The China–Myanmar border region was the worst-hit region by HCV and HIV-1, where IDU was the most high-risk behavior for infection with both viruses (Zhang et al., 2002; Zhou et al., 2011, 2012; Li et al., 2014). HCV genetic diversity among IDUs in Yunnan had been extensively studied (Xia et al., 2008; Zhang et al., 2013; Chen et al., 2015; Wan et al., 2016), and three HCV genotypes (1, 3, and 6), including nine subtypes (1a, 1b, 3a, 3b, 6a, 6n, 6v, 6xa, and 6xg), were reported to be prevalent among IDUs in Yunnan (Figure 1). However, HCV genetic diversity among IDUs in Myanmar was less concerned in spite of high HCV prevalence among this cohort. In this study, we characterized HCV genetic diversity among IDUs in Kachin, Myanmar (Figure 1). Three HCV genotypes (1, 3, and 6), including six subtypes (1a, 3a, 3b, 6n, 6xa, and 6xg), as well as an unassigned genotype 6 variant, were detected among this cohort. The subtype distribution among IDUs was similar to that among IDUs in Dehong, another side of the border, but very distinct from those among general population (e.g., blood donors) in Myanmar and among IDUs in other regions of Yunnan (e.g., Kunming and Honghe) (Figure 1). The main difference was that the subtypes 6xg and 6xa appeared to be mainly prevalent among IDUs in the China–Myanmar border region. In contrast, there were rare strains from the subtypes 6a and 6m in this region, which had high prevalence in other regions of Yunnan and Myanmar, respectively (Figure 1). Furthermore, the most common HCV subtype 1b was also rarely detected among IDUs in this region. These results suggest that the China–Myanmar border region had a unique pattern of HCV genetic diversity among IDUs.

In China, pegylated interferon (PEG-IFN) plus ribavirin (RBV) (PEG-IFN+RBV) are recommended as a pan-genotypic regimen for HCV infection (Wei and Hou, 2015; Chen et al., 2018). The combination of sofosbuvir (SOF) and daclatasvir (DCV) is recommended in Myanmar (Ministry of Health and Sports Myanmar, 2017). Different direct-acting antiviral (DAA) therapies appeared to have various sustained virologic response (SVR) for different HCV genotypes.

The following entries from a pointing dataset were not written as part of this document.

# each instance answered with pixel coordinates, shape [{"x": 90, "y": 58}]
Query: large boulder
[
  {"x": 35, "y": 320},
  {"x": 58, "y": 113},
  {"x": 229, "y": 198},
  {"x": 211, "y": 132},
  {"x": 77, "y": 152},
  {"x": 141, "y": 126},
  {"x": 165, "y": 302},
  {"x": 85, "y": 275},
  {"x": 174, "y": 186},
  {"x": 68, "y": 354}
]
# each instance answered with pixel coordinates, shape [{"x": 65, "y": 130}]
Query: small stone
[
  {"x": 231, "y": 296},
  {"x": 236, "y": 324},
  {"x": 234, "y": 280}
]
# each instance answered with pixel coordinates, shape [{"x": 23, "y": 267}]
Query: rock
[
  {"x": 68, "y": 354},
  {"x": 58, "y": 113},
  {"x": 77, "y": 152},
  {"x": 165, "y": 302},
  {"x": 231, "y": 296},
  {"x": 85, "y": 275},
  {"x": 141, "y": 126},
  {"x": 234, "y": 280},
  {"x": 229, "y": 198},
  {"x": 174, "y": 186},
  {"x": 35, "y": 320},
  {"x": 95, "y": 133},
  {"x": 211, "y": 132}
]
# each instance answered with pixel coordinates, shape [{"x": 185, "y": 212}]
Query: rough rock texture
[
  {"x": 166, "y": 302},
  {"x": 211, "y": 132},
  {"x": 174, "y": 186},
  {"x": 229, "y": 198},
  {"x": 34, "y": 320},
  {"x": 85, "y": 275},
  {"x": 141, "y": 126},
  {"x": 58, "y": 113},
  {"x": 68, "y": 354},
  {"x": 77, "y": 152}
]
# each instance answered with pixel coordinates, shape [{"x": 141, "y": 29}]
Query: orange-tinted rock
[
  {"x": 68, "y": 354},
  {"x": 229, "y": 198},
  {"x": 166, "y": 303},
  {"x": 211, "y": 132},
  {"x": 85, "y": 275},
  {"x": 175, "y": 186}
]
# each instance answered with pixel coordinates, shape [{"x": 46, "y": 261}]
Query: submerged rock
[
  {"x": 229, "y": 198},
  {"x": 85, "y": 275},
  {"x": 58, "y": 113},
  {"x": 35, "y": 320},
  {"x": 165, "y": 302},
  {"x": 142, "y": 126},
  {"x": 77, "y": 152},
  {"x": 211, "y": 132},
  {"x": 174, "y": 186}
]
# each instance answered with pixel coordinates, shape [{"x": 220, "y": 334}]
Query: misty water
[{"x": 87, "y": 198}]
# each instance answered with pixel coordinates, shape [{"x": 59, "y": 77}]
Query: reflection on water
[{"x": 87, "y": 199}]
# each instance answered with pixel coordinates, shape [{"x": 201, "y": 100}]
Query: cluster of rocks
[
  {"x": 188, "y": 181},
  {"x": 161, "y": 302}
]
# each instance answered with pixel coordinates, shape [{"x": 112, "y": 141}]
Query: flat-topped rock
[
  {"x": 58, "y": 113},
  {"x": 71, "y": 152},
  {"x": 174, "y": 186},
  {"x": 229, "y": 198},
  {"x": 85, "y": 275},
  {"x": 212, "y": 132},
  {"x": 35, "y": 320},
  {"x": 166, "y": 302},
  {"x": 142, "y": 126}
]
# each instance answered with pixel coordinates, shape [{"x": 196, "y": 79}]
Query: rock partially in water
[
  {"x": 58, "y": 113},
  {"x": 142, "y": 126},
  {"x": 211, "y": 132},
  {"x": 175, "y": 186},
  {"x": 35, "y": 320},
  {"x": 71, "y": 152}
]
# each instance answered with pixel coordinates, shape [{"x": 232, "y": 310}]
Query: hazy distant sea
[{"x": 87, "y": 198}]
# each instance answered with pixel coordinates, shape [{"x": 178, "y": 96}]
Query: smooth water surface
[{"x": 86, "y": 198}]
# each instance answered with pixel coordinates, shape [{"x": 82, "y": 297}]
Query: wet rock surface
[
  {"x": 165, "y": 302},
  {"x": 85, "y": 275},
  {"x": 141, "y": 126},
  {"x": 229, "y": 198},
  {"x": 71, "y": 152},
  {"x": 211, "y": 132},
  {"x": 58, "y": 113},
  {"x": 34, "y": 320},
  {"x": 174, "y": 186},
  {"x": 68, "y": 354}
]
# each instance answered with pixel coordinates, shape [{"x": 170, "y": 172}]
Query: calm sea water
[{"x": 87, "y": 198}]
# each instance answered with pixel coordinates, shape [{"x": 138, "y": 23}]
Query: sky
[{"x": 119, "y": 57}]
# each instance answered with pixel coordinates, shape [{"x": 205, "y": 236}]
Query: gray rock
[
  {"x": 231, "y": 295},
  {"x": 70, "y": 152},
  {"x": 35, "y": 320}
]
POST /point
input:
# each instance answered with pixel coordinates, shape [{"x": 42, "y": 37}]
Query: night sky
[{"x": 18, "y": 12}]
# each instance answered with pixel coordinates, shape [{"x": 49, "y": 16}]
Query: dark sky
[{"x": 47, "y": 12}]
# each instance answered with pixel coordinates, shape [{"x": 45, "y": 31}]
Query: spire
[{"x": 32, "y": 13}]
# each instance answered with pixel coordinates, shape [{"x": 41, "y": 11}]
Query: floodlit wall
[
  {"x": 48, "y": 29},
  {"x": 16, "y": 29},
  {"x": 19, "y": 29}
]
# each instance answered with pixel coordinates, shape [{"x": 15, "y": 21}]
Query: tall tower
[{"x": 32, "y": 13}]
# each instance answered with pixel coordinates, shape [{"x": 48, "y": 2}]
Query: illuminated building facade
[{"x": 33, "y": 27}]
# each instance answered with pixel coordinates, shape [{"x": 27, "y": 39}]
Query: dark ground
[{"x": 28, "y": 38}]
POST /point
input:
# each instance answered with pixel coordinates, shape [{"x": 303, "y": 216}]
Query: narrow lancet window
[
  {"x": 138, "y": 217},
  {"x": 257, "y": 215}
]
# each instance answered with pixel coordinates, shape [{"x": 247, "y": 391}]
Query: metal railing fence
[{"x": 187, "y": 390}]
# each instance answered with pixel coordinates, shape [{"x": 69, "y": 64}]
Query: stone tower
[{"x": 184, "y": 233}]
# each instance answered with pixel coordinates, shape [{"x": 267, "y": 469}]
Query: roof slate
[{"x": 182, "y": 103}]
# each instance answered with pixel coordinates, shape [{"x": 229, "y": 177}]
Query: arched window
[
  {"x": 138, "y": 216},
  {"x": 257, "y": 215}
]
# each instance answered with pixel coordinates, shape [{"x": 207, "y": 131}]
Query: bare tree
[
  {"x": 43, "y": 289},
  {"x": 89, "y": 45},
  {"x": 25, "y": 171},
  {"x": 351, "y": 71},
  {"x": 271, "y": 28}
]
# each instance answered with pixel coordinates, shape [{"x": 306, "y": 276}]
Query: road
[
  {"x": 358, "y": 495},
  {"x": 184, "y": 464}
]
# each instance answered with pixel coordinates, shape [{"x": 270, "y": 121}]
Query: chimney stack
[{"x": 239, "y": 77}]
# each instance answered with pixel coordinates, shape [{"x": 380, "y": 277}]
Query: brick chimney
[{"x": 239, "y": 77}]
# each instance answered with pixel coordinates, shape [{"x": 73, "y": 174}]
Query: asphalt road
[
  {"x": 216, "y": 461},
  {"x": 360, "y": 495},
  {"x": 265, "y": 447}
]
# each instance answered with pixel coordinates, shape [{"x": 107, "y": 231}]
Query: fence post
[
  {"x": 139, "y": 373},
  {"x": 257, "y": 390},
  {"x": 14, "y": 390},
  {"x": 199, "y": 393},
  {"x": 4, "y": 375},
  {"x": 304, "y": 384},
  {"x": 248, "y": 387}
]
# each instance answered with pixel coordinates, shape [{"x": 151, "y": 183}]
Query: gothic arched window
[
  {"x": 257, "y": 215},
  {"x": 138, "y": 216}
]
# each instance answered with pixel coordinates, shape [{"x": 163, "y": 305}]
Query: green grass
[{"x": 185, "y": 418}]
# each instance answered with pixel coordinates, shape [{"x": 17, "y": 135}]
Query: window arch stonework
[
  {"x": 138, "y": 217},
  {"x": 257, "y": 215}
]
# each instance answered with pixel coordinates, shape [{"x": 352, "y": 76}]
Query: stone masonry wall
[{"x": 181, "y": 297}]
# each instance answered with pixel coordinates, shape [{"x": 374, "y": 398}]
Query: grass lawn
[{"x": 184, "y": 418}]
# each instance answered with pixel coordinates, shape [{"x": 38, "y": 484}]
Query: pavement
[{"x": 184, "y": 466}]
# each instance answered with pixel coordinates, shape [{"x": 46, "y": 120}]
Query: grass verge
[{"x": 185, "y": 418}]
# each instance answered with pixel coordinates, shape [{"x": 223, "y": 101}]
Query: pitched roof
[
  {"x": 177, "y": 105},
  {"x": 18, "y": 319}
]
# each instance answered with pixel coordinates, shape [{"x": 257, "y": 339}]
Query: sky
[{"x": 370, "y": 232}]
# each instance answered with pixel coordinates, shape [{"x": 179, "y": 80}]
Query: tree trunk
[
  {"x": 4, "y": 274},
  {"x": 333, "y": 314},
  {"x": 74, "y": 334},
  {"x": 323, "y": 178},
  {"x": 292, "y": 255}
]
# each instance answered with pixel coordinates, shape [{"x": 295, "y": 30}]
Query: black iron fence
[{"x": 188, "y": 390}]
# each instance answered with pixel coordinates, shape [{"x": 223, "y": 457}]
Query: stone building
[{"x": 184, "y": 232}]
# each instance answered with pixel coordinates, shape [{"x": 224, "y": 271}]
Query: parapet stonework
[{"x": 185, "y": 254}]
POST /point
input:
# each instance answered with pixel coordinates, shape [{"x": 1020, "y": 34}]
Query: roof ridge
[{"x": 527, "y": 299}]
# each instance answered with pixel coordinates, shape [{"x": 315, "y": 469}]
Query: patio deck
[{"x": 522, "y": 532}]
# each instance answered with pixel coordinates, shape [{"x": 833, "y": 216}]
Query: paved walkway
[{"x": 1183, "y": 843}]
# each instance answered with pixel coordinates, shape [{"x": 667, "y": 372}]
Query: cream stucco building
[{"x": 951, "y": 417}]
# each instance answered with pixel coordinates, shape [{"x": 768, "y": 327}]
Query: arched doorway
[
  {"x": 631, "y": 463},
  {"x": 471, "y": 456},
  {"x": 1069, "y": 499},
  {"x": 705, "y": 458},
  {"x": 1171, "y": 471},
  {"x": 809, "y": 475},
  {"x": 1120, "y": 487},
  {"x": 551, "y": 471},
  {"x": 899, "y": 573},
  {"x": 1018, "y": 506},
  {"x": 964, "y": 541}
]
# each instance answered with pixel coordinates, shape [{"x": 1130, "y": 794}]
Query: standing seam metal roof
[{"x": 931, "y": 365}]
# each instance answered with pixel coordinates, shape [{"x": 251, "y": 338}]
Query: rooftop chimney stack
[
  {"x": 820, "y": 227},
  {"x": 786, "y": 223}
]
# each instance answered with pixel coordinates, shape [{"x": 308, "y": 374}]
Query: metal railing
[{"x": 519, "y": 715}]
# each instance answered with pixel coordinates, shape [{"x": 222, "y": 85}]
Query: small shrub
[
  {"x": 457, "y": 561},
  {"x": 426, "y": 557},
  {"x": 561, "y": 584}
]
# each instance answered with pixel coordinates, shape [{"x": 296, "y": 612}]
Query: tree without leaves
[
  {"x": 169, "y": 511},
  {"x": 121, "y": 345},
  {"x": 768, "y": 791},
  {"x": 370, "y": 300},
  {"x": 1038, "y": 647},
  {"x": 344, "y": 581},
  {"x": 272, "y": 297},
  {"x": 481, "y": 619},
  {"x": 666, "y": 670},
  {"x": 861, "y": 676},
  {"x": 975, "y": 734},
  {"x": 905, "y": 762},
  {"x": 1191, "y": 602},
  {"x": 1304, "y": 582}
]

A systematic review and meta-analysis revealed that SVR of the PEG-IFN+RBV regimen to HCV genotype 6 was similar to genotypes 2 and 3, but higher than genotype 1 (Thong et al., 2015). The safety and efficacy of SOF-based DAA regimens for treatment of HCV genotype 6 were well demonstrated by some studies conducted in China and the United States (Wong et al., 2017; Hu et al., 2018; Wu et al., 2019). In particular, no significant difference in efficacy of SOF-based DAA regimens was observed between genotype 6 and genotypes 1-4, except for the combination of SOF and ledipasvir (LDV), which had lower SVR for genotype 6 than genotype 1 (Horner and Naggie, 2015; Hlaing et al., 2017; Fan et al., 2018; Hu et al., 2018). Furthermore, there was no study to compare the efficacy of various DAA regimens on different subtypes or variants of genotype 6.

Early drug trafficking and current labor migration from Myanmar to Yunnan driven by rapid economic development in China facilitate the cross-border transmissions of IDU-associated infectious diseases (e.g., HIV-1 and HCV) in the China–Myanmar border region (Beyrer et al., 2000; Liu et al., 2012; Chen et al., 2015, 2018b). As a China–Myanmar border prefecture, Dehong serves as an important “hub” not only linking China and Myanmar, but also mediating viral transmission (Chen et al., 2015, 2018a,b). Currently, Dehong has a large number of Burmese (including IDUs) who live, work or stay here. Increasing evidences suggested that Burmese IDUs staying in Yunnan played a crucial role in the cross-border transmission of IDU-associated viruses in spite that they were separated from the local IDUs to some extent (Wan et al., 2016; Chen et al., 2018a,b). Apart from the three strains identified in Kachin, Myanmar in this study, most other 6xg strains were found among Burmese IDUs staying in Dehong prefecture, and two strains were detected from Chinese IDUs, supporting a transmission link between Burmese and Chinese IDUs. Importantly, the fact of many 6xg-carring Burmese IDUs staying in Dehong will increase the possibility of 6xg causing epidemic outbreak among Chinese IDUs. The same concern was from HCV 6xa, which originated earlier in Myanmar (data not shown), and had caused epidemic outbreak among IDUs in both sides of the China-Myanmar border and sporadic outbreak in other regions of China (Qi et al., 2016; Wan et al., 2016). Given previous epidemiologic and transmission patterns of HIV-1, it is likely that HCV 6xg and 6xa spread from the border region to other regions of both China and Myanmar, and even across Southeast Asia. Therefore, closely monitoring the molecular epidemiology of HCV genotype 6 in this region and strengthening the management of Burmese IDUs staying in Yunnan are highly encouraged.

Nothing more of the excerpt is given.